With the problems of space and mass, Giotto was soon to cope triumphantly. A wealthy citizen of Padua, Enrico Scrovegni, was planning a new chapel to the Virgin Annunciate. Doubtless he wished the repose of his father’s soul, for his father had been a notorious usurer. Dante incontinently puts him in hell with other profiteers. Enrico Scrovegni built his chapel near the ruins of a Roman arena and dedicated it March 25, 1305. The Arena Chapel was a brick box, barrel vaulted within—a magnificent space for a fresco painter. Giotto spread upon it the noblest cycle of pictures known to Christian art. Over the chancel arch he painted the Eternal, surrounded by swaying angels, and listening to the counter-pleas of Justice and Mercy concerning doomed mankind, with the Archangel Gabriel serenely awaiting the message that should bring Christ to Mary’s womb and salvation to earth. This is the Prologue. Opposite on the entrance wall is the Epilogue—a last judgment, with Christ enthroned as Supreme Judge amid the Apostles, and the just being parted from the wicked. Amid the just you may see Enrico Scrovegni presenting the chapel to three angels.

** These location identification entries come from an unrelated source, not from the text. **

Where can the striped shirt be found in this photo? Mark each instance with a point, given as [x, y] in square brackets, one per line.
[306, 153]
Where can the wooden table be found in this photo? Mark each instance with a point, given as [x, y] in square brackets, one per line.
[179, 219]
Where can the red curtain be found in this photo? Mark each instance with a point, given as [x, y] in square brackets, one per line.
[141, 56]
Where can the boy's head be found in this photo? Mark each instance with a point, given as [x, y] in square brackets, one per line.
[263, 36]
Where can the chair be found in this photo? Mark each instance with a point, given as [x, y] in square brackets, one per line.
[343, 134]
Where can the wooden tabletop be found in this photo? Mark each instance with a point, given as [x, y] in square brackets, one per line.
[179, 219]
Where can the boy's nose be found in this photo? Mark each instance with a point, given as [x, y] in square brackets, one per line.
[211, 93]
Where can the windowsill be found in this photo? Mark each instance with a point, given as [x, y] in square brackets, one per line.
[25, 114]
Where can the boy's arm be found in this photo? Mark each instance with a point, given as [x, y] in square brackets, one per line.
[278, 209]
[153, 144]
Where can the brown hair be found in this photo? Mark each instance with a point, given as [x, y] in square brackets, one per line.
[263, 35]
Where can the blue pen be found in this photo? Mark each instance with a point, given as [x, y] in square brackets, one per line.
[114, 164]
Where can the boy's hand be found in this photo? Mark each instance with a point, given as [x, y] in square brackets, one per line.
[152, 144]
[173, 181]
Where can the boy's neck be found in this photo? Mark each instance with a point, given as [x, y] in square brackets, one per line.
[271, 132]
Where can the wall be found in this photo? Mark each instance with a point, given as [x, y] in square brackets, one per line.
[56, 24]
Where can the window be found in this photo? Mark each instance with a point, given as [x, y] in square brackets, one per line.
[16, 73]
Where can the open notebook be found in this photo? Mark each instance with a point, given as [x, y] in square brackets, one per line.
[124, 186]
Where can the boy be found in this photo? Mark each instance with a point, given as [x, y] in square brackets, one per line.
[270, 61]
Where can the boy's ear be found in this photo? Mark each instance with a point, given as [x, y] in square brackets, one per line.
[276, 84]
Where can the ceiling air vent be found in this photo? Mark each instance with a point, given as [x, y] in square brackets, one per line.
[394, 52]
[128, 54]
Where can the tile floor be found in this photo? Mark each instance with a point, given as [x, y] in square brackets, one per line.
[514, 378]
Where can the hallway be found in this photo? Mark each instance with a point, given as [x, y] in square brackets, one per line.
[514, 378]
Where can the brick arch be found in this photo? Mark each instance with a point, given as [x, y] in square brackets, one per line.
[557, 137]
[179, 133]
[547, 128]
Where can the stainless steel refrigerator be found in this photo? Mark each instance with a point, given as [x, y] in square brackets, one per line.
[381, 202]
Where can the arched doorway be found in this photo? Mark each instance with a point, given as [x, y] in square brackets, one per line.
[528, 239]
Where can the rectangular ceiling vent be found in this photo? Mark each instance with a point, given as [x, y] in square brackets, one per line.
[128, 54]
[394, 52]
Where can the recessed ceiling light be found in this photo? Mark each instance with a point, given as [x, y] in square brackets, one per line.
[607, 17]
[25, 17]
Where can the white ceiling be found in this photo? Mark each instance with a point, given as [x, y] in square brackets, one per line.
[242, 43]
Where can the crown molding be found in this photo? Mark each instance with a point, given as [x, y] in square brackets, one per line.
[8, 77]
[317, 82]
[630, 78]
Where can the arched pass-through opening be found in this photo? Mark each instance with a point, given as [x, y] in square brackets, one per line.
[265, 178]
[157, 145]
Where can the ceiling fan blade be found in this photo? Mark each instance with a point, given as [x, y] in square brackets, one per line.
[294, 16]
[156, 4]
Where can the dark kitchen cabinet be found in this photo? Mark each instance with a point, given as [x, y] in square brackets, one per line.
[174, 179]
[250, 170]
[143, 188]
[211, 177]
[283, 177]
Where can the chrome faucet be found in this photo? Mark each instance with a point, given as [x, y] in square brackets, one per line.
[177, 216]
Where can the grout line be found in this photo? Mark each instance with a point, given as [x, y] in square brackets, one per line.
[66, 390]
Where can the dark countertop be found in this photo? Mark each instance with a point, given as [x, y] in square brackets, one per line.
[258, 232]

The side walls are ruled off into three rows of pictures, with ornate border bands and a basement of sculpturesque figures symbolizing the seven virtues and vices. The story reads down from above. Below the azure vault and still a little in the curve are the stories of the Childhood of the Virgin—nothing in the chapel more simple and stately than these.[[10]] The middle course is devoted to the early deeds of Christ, from his birth to the expulsion of the money lenders from the temple. The lower row depicts His Passion ending with the Miracle of Pentecost. Much later a disciple of Giotto completed the story with the last days of the Virgin, in the Choir. Thus the narrative in its broadest sense is a life of the Virgin Mary, including that of her Divine Son, and both lives are brought into an eternal scheme of things by the prologue, which shows a relenting God, and the Epilogue which shows a now relentless Christ awarding bliss and woe to the race for all eternity.

Fig. 13. Giotto. Madonna Enthroned.—Uffizi.

The first impression of a visitor to the chapel will be a feeling of awe qualified by joy in the loveliest of colors. The whites of the classical draperies dominate. They are shot with rose, or pale blue, or grey green. Certain old enamels have the same quality of making the most splendid crimsons, blues, and greens seem merely foils to foreground masses of white which seem to include by implication all the positive colors. It is this bright and original color scheme balancing crimsons and azures with violets and greens which makes a thing of beauty out of what would otherwise be a stilted checkerboard arrangement.

Fig. 13a. St. Joachim and St. Anna at the Beautiful Giotto Gate.—Arena, Padua.

Fig. 14. Giotto. The Flight into Egypt.—Arena, Padua.